The drug release time and content of the drug delivery vehicle (film) can be controlled according to the content of the softening agent and the thickness of the support layer. Softeners such as PAP are highly compatible with the support layer. On the other hand, plasticizers such as propylene have relatively low affinity and thus have low ability to soften the support layer.
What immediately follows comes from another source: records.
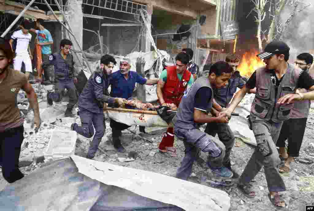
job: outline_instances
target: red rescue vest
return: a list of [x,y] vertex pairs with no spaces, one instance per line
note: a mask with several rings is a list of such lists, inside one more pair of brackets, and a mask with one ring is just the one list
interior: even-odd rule
[[176,66],[167,67],[167,81],[162,90],[162,96],[166,103],[174,103],[179,106],[191,75],[191,72],[185,70],[180,81],[177,76]]

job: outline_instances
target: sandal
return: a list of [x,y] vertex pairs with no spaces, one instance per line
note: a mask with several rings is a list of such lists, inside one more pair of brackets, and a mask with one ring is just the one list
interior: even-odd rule
[[281,160],[282,161],[286,161],[287,160],[287,159],[288,159],[288,157],[285,158],[282,157],[281,157],[281,155],[279,155],[279,158],[280,158],[280,160]]
[[288,173],[290,171],[290,167],[286,165],[284,165],[279,167],[278,170],[280,173]]
[[176,154],[176,149],[173,147],[166,147],[167,150],[167,153],[170,154],[171,157],[177,157]]
[[248,183],[246,185],[238,185],[238,187],[242,192],[246,196],[249,198],[254,198],[256,196],[255,192],[251,184]]
[[[281,196],[279,193],[276,193],[273,196],[271,196],[270,193],[268,194],[268,197],[270,202],[274,206],[279,208],[284,208],[286,207],[286,203],[284,201],[281,200]],[[284,205],[282,206],[282,203]]]

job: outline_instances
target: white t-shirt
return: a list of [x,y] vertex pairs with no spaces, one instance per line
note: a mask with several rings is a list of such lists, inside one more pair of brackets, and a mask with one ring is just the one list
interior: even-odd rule
[[22,30],[15,31],[11,36],[11,39],[17,39],[15,53],[17,56],[28,55],[28,45],[32,39],[32,35],[30,33],[25,35]]

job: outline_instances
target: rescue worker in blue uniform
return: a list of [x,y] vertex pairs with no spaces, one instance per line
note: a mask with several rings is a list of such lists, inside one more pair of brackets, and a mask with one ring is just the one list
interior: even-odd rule
[[70,98],[65,116],[72,116],[72,110],[77,101],[76,88],[74,84],[78,82],[78,73],[74,67],[74,62],[70,51],[73,45],[72,42],[67,39],[63,39],[60,43],[60,51],[50,55],[49,64],[53,65],[55,69],[55,92],[48,92],[47,94],[48,104],[52,106],[53,101],[60,102],[62,99],[62,93],[64,89],[68,90]]
[[[120,61],[120,69],[112,74],[110,78],[111,92],[110,96],[114,97],[122,97],[126,99],[132,97],[133,90],[137,83],[141,84],[152,85],[158,83],[159,79],[146,79],[138,75],[136,72],[130,71],[131,60],[125,58]],[[110,105],[110,106],[113,106]],[[114,105],[113,106],[114,106]],[[123,123],[110,120],[110,127],[112,131],[113,146],[119,152],[124,151],[119,138],[122,131],[130,126]]]
[[106,103],[124,106],[123,99],[110,97],[108,92],[108,77],[116,62],[112,56],[106,54],[100,60],[100,68],[92,74],[78,98],[78,106],[82,126],[72,123],[71,129],[87,138],[94,135],[86,157],[92,159],[95,156],[101,138],[105,134],[103,108]]

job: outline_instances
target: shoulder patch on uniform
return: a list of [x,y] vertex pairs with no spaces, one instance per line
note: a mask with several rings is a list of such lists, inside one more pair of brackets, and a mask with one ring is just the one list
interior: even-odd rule
[[102,80],[101,79],[101,77],[99,75],[95,75],[95,80],[96,81],[96,83],[97,84],[100,84],[102,82]]
[[52,61],[54,59],[53,54],[51,54],[49,56],[49,61]]

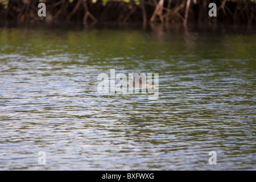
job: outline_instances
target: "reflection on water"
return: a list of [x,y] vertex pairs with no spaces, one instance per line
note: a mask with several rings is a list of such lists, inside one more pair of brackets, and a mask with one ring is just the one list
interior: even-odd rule
[[[255,38],[1,28],[0,169],[256,169]],[[112,68],[159,73],[158,98],[98,93]]]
The softening agent may be selected from the group consisting of triethyl citrate, dibutyl sebacate, phthalimidoperoxy

Hexanoic acid, acetyl triethyl citrate or triacetin.

Preferably, the softening agent may be phthalimidoperoxyhexanoic acid represented by the following formula (1).

Figure 112015033344917-pat00001

Wherein R is hydrogen or an alkyl group having 1 to 4 carbon atoms, n is 1 to 8, and X is C, O or CO2.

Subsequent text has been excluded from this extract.